Use these steps to practice the Full Lotus Posture:

  1. Sit on the floor in the Easy Posture. Your back is straight, your mind is calm, and you are completely focused and relaxed.
  2. Take your right foot in your hands, and slowly place it on your left thigh as close to the crease of your hip as you can. Try to align your left heel with your hip joint while keeping your left ankle straight.
  3. Take your left foot in your hands, and slowly place it on your right thigh as close to the crease of your hip as you can. Try to align your right heel with your hip joint while keeping your right ankle straight.
  4. Be aware of correct posture as you open your chest, lengthen your spine, and gently pull your shoulders back; feel yourself relax as you sit proud, with your chin held high. Remember to press in at your lower back to maintain its natural inward curve.
  5. Extend your arms over your thighs, and rest your hands and wrists on your knees, with palms facing upward.
  6. 6. Place your hands in the Jnana Mudra Position. You now are in the Full Lotus Position, as illustrated in the figure.
  7. Close your eyes and hold this pose for 5 to 10 slow deep breaths. Calm your mind and relax, as you feel yourself gently floating.
  8. As you breathe, try to engage the Mula bandha and Uddiyana bandha muscle locks. You may even try Jalandara bandha, in this pose. Bandhas, or muscle locks, are made up of muscle groups in your body.
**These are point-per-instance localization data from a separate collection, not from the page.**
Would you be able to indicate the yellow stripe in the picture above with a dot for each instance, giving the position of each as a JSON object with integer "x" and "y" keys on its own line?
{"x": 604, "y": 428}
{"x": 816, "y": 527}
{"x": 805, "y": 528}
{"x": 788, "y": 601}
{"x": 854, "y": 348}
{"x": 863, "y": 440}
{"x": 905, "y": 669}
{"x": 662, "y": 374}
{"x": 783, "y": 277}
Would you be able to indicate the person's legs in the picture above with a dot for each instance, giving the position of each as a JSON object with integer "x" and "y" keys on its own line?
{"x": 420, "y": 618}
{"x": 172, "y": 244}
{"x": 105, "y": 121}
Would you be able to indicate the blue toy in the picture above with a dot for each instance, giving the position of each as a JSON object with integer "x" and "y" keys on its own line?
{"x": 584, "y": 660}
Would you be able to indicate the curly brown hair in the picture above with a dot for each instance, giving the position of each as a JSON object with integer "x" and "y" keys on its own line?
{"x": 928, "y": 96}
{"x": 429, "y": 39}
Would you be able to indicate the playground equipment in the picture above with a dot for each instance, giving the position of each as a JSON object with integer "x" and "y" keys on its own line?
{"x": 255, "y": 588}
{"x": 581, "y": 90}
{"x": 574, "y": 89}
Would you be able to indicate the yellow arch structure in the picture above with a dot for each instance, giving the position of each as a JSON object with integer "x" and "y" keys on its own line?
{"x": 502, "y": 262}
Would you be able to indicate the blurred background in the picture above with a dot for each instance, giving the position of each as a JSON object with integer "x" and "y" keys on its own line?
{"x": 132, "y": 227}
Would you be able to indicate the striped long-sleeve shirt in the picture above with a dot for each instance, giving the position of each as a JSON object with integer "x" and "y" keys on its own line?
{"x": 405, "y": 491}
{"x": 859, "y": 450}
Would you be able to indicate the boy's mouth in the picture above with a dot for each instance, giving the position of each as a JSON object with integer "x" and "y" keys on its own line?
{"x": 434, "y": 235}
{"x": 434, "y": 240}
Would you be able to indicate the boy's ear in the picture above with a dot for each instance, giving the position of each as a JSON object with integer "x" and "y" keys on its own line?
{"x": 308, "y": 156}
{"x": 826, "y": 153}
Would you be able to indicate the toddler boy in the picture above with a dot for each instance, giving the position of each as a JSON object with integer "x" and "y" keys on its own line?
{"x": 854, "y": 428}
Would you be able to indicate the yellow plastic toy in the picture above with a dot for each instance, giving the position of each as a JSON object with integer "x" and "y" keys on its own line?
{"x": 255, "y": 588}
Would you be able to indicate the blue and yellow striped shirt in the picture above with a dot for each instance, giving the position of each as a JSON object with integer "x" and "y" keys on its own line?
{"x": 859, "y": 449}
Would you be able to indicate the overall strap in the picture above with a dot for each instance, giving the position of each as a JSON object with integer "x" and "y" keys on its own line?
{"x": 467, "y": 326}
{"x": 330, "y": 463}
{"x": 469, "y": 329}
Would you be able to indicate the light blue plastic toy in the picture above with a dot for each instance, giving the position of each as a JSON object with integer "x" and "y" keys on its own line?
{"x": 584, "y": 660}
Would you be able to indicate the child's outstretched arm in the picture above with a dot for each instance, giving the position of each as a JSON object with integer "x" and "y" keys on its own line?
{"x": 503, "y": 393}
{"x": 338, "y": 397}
To engage a bandha, you physically contract the muscles in one of three areas of your body. The Mula bandha is located in the perineal muscles between your genitals and anus. The Uddiyana bandha is located about three-fingers width below your navel. The Jalandhara bandha is called a chin lock. You engage this bandha by stretching the back of the neck as you lower your chin into the notch in your breastbone.
  9. Open your eyes; take your left ankle in your hands and slowly lower your left foot to the floor, and then take your right ankle in your hands and lower your right foot to the floor.
  10. Relax for a few breaths in the Easy Posture.
The Full Lotus Posture
The Full Lotus

The next time you practice this posture, place your left foot on your right thigh first. Alternating the order of your foot placement each time you assume the Lotus Position, gives your muscles a balanced stretch over the course of your Power Yoga practice.